Gluten Free Penne Pasta made from Green Lentils-Meatless Meal Idea! High in Protein

Pasta salad

Brussel Sprout Penne Pasta
Gluten Free, Vegan
Happily Serves 2

 

ALL ORGANIC INGREDIENTS

1 Cup Brussel Sprouts
1 Cup Penne Pasta
2 TBSP Olive oil or Avocado Oil
2-3 TBSP Lemon Juice
1-2 tsp Sea Salt
1/8 Red Onion
1 Garlic Clove
1 Green Onion
1 tsp Minced Onion

Cut bottom core off, cut and quarter and wash Brussel sprouts well (they hide dirt well)
Air fry 7 minutes or Bake 15 minutes.
Cook Vegan Green Lentil Penne Pasta according to Package. You can cook it in Veggie broth or Bone broth for greater flavor and nutrients.
Cook Red onion 5-7 minutes (this is easier on digestion)
Add all ingredients together.
You can serve warm or as a cold pasta

Tuna Fish made for Adults! Easy to assemble “kits” for meal prep

Tuna Fish 

Gluten Free, Dairy Free

Happily serves 2

 American cuisine

ALL ORGANIC INGREDIENTS

8 oz White Albacore Tuna

2 TBSP Vegan Mayo

1 TBSP Lemon Juice

2 tsp Dill Weed

1 tsp Sea Salt

1 tsp Garlic

1 tsp Minced Onion

1/4 Cup Celery

1/8-1/4 Cup Chopped Dill Pickles (or Relish) depends on your preference 

Optional: Stuff Tomato with Tuna filling or Lettuce Wrap

If you do use a tomato, Cut in half.

Remove the seeds, place in a small jar.  Add Lemon juice and sea salt and crack peppers.

Chop Celery

If you are using canned Tuna, make sure it’s WILD!

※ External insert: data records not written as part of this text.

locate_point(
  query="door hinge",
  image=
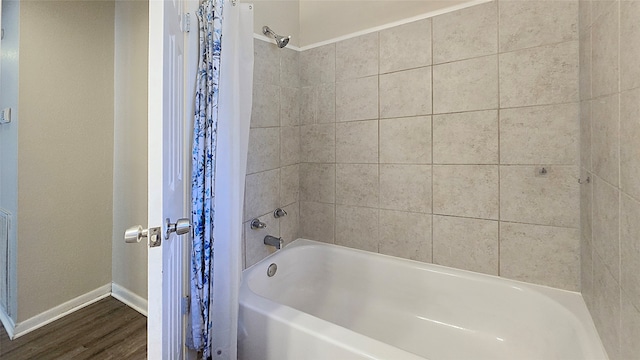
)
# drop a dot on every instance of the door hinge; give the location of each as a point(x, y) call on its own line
point(186, 23)
point(186, 304)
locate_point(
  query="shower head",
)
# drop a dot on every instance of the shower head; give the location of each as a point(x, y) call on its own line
point(281, 41)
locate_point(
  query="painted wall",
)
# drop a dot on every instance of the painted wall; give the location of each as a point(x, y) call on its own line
point(610, 157)
point(129, 261)
point(274, 149)
point(324, 20)
point(65, 159)
point(9, 83)
point(426, 141)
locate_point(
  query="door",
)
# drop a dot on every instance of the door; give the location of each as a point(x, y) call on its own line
point(168, 180)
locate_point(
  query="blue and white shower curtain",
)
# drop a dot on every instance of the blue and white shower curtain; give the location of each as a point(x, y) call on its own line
point(204, 174)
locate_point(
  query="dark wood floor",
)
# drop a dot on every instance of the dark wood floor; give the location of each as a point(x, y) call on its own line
point(107, 329)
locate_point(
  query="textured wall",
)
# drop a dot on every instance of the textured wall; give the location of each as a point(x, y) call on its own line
point(65, 157)
point(274, 149)
point(9, 84)
point(425, 140)
point(129, 261)
point(610, 157)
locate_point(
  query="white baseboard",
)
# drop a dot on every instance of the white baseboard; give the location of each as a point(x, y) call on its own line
point(7, 322)
point(61, 310)
point(129, 298)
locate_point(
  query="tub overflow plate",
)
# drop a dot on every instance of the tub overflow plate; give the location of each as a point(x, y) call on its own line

DO NOT DRAIN the liquid (omegas), mix in with the fish and other ingredients.

Serve to your liking.  You can use celery to dip in it, add it to flax crackers, wrap in lettuce or stuff a tomato or pepper.

Taco “Meat” for Vegans!

Vegans like Tacos too!  Here is your option to enjoy the texture and all the flavor and spices you love! 

Articles

Gluten Free

Happily Serves 2

ALL ORGANIC INGREDIENTS

2 Cups Jack Fruit

1/2 Cup Jodi’s Homemade Ketchup (you can add more spice to make it more of a bbq flavor)  

Optional:

1/4-1/2 Cup Bone broth to slow cook or use vegetable stock

Shred Jackfruit and slow cook in crock pot on low for 2 hours or heat on stove top.  Add BBQ or ketchup and desired spices.

Serve in lettuce wraps or veggie stir fry for variety.